Todavia, acórdão recente proferido pela 16ª Câmara de Direito Privado do Tribunal de Justiça de São Paulo, em votação não unânime na ocasião do julgamento de recurso de agravo de instrumento*, deferiu a penhora de bem de família com fundamento no valor do imóvel (aproximadamente R$ 24.000.000,000), destacando que se trata de “possibilidade excepcional”.
De acordo com o acórdão, o artigo 1º da Lei 8.099/90, apesar de nada ter mencionado acerca do valor do imóvel considerado bem de família, não pode ter interpretação “dissociada de seus fins sociais e das exigências do bem comum, bem como dos princípios constitucionais da dignidade da pessoa humana, proporcionalidade, razoabilidade, legalidade, publicidade e eficiência […]”. Com isso, mencionou que “nenhuma pessoa, ainda que integrante do topo da pirâmide econômica da sociedade, necessita de um imóvel nesse valor para a preservação de sua dignidade como pessoa humana.”.
A conclusão adotada pelo acórdão foi no sentido de que vedar a penhora de imóvel de valor vultoso fere os princípios da razoabilidade e proporcionalidade, de modo que foi autorizada a penhora do imóvel com a reserva de 10% de seu valor (R$ 2.400.000,00) ao devedor, que permitiria, no entendimento do acórdão, “a aquisição de imóvel de razoável conforto em qualquer cidade deste País.”.
Houve declaração de divergência de um dos membros da Câmara, o qual destacou a ausência de previsão legal para que o bem de família de alto valor seja penhorado.

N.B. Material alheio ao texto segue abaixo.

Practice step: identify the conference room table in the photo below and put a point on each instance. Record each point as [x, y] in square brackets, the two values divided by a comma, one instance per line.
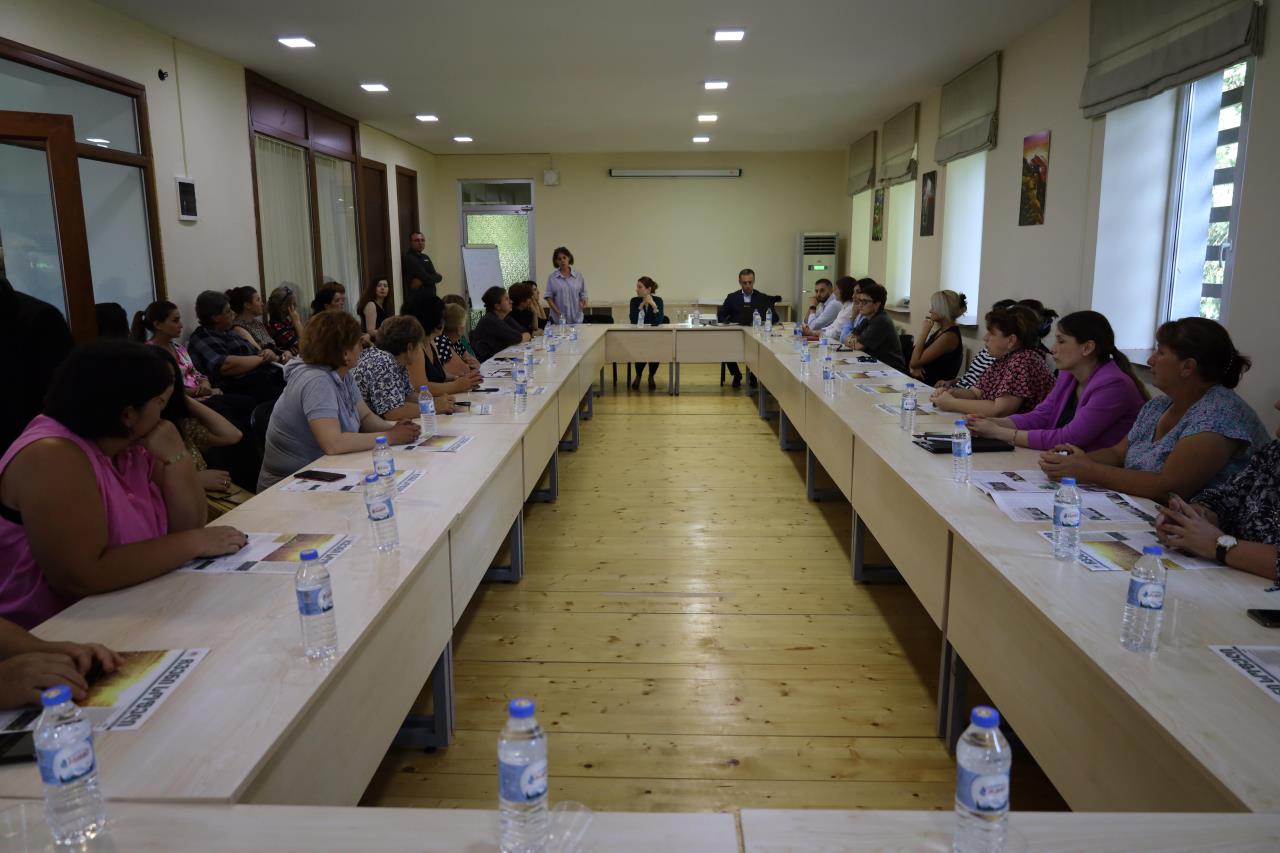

Por ainda não ter transitado em julgado, o acórdão está sujeito à reforma pelo Superior Tribunal de Justiça. Trata-se de decisão relevante que, se mantida, poderá fomentar uma alteração no entendimento jurisprudencial sobre a impenhorabilidade do bem de família, à luz de um novo requisito não previsto em lei: o valor do imóvel.